NOINDEX pages / page protection problem

I published a webflow site (empathconnection.com) and checked the “Exclude this page from site search results” for several pages. The “auto generate sitemap” was turned on. We launched the site, submitted the sitemap google and then ran a search “site:empathconnection.com” and saw that the EXCLUDED pages were showing up in the list.

I then tried the suggested “noindex” code on the specific pages, but the problem with that is, the pages are still listed in the sitemap and therefore anyone who knows how to crawl for sitemaps (specifically the thieves who steal material downloadable after purchase) can gain access to the pages.

I understand that all pages need to be in the sitemap so that when google crawls the pages, it will see the “noindex” command – or do they???

Can anyone tell me if the answer to this problem is:

leave the noindex command on the individual pages
submit a custom sitemap to google that excludes the noindex pages

Advice?

ADDITIONAL QUESTION: What will happen if I add the Google Analytics tracking code to the header of a page that is “noindex”? My reason for doing this is to see how many people are actually accessing those pages versus the number of people who I know paid to access those pages.

Exclude this page from site search results, only excludes the page from, wait for it, site results. So the website’s own search function. The noindex code will make it clear to google to not show those pages anymore.
If you’re so concerned about the content being hidden, why not just add a password? That’s a built-in webflow feature, that way the only people accessing the content are the ones who paid and got the password.

Thank you, Sarah, for your feedback. I misunderstood “site search results” as search engine results. My bad.

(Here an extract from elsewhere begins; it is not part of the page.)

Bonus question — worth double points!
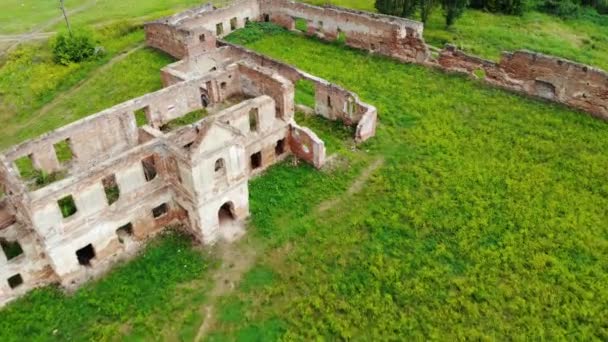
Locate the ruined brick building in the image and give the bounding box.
[0,0,608,305]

We are going to use a password for those pages where a customer purchased some downloadables, but I guess the logic of submitting a site map to Google that includes the URLS of noindex pages doesn’t seem logical to me. They could still easily be accessed by anyone searching on a sitemap.

As would a user sharing a page URL or potentially just visiting one, with tracking scripts. If a page is published on the web, it is accessible. As @sarahfrison said password protect or don’t publish (draft).